Sumergida en la lobreguez de la noche, recuerdo cuando alguna punzada de dolor venía a visitarme. Tímidamente caminaba de puntillas hacia la habitación de mis padres, me ponía al lado de mi madre y le susurraba que había algo que hacía daño. Ella, desposeída de la pesadez de quien duerme profundo, se levantaba como una felina sigilosa, me preparaba un vaso de leche caliente y después se sumergía en la bóveda de mis sábanas. Mientras yo me convertía en ovillo, ella me abrazaba y era así como calmaba cada una de mis estocadas. Tuve una niñez sana y atlética, aunque atravesé episodios asmáticos que acabaron con la visita impostergable a la sala de urgencias. Allí recuerdo el cariño de tantas y tantos profesionales que velaron por mi cuidado. Ya en casa, sentía el cálido abrazo de mi padre, la sempiterna ternura de mi madre, el aliento pueril de mis hermanos y las llamadas alentadoras de mis compañeras de pupitre.
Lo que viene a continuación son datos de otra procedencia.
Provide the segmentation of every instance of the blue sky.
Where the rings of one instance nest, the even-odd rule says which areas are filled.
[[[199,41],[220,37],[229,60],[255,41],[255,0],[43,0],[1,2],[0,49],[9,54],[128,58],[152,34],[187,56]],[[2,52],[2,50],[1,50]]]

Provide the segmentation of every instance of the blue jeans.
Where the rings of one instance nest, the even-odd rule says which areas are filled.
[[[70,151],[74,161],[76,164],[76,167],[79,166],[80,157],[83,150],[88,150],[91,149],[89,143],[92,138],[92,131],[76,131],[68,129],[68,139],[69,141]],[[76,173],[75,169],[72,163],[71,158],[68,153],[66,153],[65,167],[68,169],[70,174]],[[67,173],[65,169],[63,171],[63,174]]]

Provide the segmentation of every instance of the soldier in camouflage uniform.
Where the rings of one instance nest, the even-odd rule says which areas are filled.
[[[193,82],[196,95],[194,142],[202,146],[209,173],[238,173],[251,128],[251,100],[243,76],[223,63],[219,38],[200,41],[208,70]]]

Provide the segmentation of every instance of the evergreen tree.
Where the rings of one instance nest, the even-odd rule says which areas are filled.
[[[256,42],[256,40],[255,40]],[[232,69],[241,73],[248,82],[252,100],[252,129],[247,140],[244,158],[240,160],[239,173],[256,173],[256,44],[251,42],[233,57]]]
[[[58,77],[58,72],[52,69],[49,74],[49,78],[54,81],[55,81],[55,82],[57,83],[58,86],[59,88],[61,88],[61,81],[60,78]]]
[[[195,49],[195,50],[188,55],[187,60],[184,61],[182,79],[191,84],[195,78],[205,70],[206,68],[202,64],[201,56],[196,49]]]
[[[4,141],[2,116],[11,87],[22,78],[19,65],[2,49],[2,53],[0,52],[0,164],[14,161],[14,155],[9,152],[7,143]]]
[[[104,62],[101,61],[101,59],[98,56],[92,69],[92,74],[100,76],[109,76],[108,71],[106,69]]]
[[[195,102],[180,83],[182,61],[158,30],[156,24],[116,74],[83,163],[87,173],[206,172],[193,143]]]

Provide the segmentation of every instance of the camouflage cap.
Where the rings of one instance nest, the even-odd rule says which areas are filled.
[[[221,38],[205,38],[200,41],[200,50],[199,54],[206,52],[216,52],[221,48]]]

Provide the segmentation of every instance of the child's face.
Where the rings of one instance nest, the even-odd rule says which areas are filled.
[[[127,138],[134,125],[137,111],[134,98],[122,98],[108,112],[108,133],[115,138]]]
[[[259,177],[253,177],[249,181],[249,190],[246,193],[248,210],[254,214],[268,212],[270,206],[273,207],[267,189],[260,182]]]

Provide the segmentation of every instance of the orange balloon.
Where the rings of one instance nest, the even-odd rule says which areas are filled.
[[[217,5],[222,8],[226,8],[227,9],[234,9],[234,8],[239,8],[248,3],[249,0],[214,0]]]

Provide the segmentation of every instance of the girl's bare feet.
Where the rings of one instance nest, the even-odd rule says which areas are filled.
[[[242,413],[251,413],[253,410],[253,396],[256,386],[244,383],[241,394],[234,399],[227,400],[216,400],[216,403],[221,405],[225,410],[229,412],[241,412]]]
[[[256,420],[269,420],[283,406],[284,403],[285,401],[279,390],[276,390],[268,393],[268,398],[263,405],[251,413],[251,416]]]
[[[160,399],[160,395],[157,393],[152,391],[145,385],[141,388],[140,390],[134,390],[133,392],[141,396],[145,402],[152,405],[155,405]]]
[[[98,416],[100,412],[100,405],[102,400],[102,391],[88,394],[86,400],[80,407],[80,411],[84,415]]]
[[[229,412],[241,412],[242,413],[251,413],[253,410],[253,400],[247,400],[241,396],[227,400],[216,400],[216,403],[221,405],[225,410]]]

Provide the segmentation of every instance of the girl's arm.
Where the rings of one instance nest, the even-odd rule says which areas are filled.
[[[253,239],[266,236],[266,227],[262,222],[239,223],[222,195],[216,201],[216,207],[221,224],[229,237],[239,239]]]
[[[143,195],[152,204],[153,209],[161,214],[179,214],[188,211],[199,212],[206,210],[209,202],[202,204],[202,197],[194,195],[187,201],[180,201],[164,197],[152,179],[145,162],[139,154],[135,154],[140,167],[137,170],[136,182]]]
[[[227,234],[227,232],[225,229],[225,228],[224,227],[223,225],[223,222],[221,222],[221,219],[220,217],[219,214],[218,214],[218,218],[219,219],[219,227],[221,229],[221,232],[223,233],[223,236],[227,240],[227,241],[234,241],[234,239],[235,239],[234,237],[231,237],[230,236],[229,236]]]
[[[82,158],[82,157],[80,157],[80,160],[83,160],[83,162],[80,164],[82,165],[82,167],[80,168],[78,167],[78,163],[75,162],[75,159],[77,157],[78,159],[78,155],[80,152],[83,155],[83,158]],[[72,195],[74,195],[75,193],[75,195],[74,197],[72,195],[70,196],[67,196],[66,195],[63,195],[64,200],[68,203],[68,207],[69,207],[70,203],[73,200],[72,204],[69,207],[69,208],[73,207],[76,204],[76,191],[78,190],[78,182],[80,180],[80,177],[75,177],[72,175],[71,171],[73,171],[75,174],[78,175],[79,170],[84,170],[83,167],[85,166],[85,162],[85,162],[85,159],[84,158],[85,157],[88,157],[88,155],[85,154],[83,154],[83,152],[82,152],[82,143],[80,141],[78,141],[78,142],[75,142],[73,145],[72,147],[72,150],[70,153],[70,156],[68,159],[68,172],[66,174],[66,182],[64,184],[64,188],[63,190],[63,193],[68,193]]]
Cuando nos sentimos débiles necesitamos una mano cálida que apriete y acompañe. Un aliento que nos proporcione el coraje necesario para ahuyentar la incertidumbre. Necesitamos palabras valientes que sirvan como antídoto de desvelos y fatigas. En Ciencia y Caridad de Picasso, el autor retrata a un enfermo terminal sostenido por ambas manos. A un lado le acompaña el darwinismo, a quien le debemos una imagen rival de la vida. En el otro se encuentra nuestra primitiva ingenuidad que abraza las teorías prometedoras de cielos supremos. Dejando de lado la balanza humana cuerpo y alma, esta obra refleja la heroicidad del cuidado, el consuelo de la compañía en el último periplo y la necesidad imperiosa de entrelazarnos como hilos de una misma telaraña.

Ahora, esa mano curandera está amenazada por el virus que intoxica nuestras vidas. La situación actual te deja aislada, rodeada de profesionales que te protegen y que a la vez cumplen la función familiar que acompaña cuando la fruta es madura. Cada día resuenan las defunciones, el duelo de familiares, las despedidas por videollamada, las últimas palabras bajo un EPI, la desprotección de las que cuidan, su cansancio por turnos perpetuos, el aislamiento en habitaciones, residencias y cuevas, respirando la bombona sofocante de la soledad. Esto refleja nuestra fragilidad común: nuestra dependencia. Porque nacemos vulnerables, frágiles, dependientes, dispuestas a crecer y envejecer. Esta situación pone en valor la importancia de crear una red de cuidados que estén sostenidos desde lo común, ofreciendo todas las garantías para las que cuidan y las que son cuidadas. Como ya ocurrió en Reino Unido con la creación de la figura del Ministerio de la Soledad, resultaría heroico que invirtiéramos recursos en esas caricias que no solo aportan consuelo, sino que tienen la capacidad de transformarnos y enriquecernos. No olvides que la vida comienza con la tierna caricia que calma el llanto de aquella que nace sin saber que existe.